I underlined every second sentence to make it more apparent where each sentence begins and ends.

The paragraph begins with a couple of sentences that may well be true, but it soon turns into a bunch of claims and implications that are either clearly false or just plain incoherent. But criticizing post-structuralist theory is too easy. Let's take another example, one that is less obviously nonsense.

Take this paragraph from the opening chapter of Kalle Lasn's Culture Jam:

"A free, authentic life is no longer possible in America today. We are being manipulated in the most insidious way. Our emotions, personalities and core values are under siege from media and cultural forces too complex to decode. A continuous product message has woven itself into designer lives--sleep, eat, sit in car, work, shop, watch TV, sleep again. I doubt there's more than a handful of free, spontaneous minutes anywhere in that cycle. We ourselves have been branded. The human spirit of prideful contrariness and fierce independence has been oddly tamed. We have evolved into a smile-button culture. We wear the trendiest fashions, drive the best cars industry can produce an project an image of incredible affluence--cool people living life to the hilt. But behind that happy mask is a face so ugly it invariably shocks the hell out of my friends from developing countries who come to visit, expecting the giddy Americana depicted on TV and finding instead a horror show of disconnection and anomie."

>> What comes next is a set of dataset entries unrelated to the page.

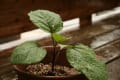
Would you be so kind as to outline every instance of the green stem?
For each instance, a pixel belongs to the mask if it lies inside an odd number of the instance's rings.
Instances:
[[[53,38],[53,35],[51,35],[52,37],[52,43],[53,43],[53,55],[52,55],[52,72],[54,72],[54,67],[55,67],[55,57],[56,57],[56,41]]]

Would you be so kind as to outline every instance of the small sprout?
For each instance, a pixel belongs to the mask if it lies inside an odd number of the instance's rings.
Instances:
[[[61,42],[67,41],[69,38],[57,33],[63,28],[62,19],[58,14],[48,10],[36,10],[29,12],[28,16],[33,24],[51,35],[53,44],[53,55],[51,56],[53,59],[51,62],[52,68],[50,74],[54,75],[54,73],[56,73],[55,60],[57,58],[56,55],[59,54],[59,52],[56,51],[56,47],[60,46],[61,49],[65,48],[67,50],[66,56],[71,66],[80,73],[83,73],[89,80],[107,80],[105,64],[96,59],[94,50],[83,44],[77,44],[74,46],[61,44]],[[14,49],[11,56],[11,63],[38,63],[45,58],[46,54],[46,50],[42,47],[38,47],[37,42],[25,42]],[[41,64],[41,66],[35,66],[35,68],[37,67],[44,67],[45,74],[48,72],[46,68],[47,66]],[[37,72],[35,71],[34,74],[37,74]],[[42,75],[41,72],[38,72],[38,74]]]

This is a typical paragraph in the book. Although if one were to steelman this paragraph, it would be possible to identify some good observations and arguments, it's shocking how difficult it is to simply find a true sentence. In the above paragraph, barely any sentence is actually true. Despite it arguably being more or less on the mark regarding the superficiality of American culture, almost no sentence in the paragraph says true things.

When reading or writing, a good habit is to go sentence by sentence, asking yourself whether the sentence in the hot seat is true or not. This is a way to improve your ability to reason clearly, notice bad arguments, and clean up your own writing.